The International Association of Chiefs of Police performs reviews of and provides guidance to police departments. Having been invited to review the Glynn County Police Department, the IACP team issued a 154 page report, which hardly anyone is likely to read in its entirety. So, I will provide excerpts on topics of community interest.
Let us start with traffic enforcement, since traffic is a constant irritant. On page 17 we are told:
“An activity, and the one that consumes the most time, is reported to be crash investigations. Traffic Unit officers are the primary responders and investigators for crashes, and they work seventeen to eighteen crashes per week, per officer. Patrol officers report that as many as half of all crashes may involve some type of impairment, but data have not been provided to support this anecdotal observation. GCPD patrol officers are not certified to perform Standardized Field Sobriety Tests (SFST) and must request traffic DUI officers (or state patrol) to respond to cases of suspected impairment to perform SFSTs.

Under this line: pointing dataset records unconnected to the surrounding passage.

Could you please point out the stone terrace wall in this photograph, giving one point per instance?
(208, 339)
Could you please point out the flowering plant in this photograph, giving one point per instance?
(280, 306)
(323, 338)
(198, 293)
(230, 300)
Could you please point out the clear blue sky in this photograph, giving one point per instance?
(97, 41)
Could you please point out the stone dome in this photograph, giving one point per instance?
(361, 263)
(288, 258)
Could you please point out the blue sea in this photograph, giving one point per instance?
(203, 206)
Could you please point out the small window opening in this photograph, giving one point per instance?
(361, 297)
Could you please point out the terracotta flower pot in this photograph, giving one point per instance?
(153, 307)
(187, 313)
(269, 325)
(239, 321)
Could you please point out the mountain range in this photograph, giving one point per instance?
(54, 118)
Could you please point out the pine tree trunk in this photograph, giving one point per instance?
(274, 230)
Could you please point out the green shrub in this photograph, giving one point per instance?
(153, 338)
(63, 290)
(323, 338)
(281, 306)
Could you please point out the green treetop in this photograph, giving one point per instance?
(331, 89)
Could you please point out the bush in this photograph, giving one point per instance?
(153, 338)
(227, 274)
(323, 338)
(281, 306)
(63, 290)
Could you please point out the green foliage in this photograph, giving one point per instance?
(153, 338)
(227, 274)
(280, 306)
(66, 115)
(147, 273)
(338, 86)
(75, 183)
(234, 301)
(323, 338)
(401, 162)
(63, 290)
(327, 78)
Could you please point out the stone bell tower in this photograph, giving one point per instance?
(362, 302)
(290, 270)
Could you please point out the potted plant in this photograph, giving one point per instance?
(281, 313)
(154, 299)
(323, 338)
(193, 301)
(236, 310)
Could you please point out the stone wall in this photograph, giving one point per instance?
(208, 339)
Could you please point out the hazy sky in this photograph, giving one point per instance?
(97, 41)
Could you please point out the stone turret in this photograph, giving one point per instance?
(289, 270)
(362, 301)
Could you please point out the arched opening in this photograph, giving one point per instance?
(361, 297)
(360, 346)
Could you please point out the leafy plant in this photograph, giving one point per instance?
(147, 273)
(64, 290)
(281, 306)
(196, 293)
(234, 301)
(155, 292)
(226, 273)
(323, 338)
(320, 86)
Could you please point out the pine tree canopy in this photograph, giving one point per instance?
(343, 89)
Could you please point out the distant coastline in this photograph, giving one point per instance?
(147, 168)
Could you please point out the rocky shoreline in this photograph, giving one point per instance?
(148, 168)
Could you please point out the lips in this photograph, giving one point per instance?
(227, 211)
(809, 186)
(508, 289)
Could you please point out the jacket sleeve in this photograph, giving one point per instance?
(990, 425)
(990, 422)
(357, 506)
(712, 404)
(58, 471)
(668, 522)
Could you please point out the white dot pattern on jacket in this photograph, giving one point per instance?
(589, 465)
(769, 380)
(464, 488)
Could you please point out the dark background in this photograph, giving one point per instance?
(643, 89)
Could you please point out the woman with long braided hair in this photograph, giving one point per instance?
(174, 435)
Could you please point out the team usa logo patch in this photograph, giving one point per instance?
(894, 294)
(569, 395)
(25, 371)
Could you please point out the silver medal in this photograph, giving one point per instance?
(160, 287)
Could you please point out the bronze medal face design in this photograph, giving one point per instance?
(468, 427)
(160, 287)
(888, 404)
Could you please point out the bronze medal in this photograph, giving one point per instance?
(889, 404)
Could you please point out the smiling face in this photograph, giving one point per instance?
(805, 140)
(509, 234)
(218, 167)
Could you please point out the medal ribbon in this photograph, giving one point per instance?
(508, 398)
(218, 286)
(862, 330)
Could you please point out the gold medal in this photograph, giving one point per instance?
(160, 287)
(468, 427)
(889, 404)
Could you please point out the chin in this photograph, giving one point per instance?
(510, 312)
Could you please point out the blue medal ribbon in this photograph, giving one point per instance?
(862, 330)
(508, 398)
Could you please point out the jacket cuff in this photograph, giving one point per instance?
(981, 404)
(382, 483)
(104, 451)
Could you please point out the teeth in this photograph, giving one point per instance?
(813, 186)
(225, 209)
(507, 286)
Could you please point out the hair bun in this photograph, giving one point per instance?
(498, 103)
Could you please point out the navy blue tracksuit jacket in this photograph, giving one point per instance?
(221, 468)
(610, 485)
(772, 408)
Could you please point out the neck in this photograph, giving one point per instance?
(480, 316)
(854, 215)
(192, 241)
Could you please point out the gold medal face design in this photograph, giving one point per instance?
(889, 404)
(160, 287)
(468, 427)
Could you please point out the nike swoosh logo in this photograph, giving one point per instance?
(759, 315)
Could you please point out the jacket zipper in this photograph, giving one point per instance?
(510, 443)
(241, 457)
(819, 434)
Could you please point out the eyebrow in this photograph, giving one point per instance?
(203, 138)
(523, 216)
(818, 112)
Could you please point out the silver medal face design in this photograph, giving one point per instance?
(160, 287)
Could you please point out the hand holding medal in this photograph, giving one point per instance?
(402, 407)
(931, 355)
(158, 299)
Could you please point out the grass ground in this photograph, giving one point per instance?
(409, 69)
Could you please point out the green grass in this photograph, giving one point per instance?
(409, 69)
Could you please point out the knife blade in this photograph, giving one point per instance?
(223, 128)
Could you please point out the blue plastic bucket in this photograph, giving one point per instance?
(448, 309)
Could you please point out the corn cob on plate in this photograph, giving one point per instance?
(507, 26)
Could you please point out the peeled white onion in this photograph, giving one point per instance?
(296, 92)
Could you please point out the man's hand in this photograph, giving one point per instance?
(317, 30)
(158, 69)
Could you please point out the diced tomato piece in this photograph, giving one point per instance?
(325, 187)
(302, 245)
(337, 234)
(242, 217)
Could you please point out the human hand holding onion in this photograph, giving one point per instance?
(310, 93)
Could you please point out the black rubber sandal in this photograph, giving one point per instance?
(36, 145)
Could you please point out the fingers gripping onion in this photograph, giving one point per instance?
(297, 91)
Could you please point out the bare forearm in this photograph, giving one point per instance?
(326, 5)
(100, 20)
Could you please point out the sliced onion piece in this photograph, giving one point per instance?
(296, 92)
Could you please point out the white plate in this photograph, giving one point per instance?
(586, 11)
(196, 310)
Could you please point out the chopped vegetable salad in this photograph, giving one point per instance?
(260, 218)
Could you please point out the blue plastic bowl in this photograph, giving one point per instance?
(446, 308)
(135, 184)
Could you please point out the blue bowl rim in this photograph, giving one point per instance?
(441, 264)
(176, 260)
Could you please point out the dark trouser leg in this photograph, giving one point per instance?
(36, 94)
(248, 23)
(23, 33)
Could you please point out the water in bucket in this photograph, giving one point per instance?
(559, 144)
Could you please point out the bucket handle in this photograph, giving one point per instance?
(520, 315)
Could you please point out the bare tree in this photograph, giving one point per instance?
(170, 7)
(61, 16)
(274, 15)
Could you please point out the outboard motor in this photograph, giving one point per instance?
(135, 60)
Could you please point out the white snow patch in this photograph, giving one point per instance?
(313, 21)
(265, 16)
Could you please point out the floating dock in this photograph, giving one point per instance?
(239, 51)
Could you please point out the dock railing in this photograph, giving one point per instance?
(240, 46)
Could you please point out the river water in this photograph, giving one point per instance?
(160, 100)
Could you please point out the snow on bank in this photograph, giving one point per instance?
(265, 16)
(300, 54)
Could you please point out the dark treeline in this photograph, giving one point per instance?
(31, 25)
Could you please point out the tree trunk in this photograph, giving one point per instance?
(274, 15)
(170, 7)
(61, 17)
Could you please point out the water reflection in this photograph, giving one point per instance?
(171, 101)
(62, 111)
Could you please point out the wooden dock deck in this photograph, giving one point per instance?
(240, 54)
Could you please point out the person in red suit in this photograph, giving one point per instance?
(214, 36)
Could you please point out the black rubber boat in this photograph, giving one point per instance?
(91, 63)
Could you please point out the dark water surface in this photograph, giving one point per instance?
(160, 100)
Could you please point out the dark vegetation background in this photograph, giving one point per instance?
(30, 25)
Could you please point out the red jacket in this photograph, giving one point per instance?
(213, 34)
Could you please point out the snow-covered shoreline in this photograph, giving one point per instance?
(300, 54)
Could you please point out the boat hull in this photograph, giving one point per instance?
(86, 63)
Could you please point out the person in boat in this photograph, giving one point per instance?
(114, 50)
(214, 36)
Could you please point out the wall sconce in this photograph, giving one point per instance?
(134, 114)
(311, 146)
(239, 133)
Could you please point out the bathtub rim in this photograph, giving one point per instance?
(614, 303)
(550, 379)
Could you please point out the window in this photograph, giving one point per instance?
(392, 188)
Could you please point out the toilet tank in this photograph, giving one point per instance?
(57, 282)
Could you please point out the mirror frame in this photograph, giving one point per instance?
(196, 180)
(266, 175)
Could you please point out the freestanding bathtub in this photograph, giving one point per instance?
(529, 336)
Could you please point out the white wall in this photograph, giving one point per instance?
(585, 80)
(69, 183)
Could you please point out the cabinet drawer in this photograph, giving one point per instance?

This is inefficient as it lengthens the call of the field investigation, both officers will have to write supplements, both officers will have to appear and testify in court on a single case, and it takes traffic DUI officers away from proactively seeking DUI offenses and responding to complaint driven and data driven needs for traffic enforcement.”
However, on page 115 we are informed that in one year there were 159 officer involved crashes. Since there are only 122 personnel in the GCPD, that means more than one crash per employee in a single year. Apparently, there is no requirement that police personnel actually know how to drive.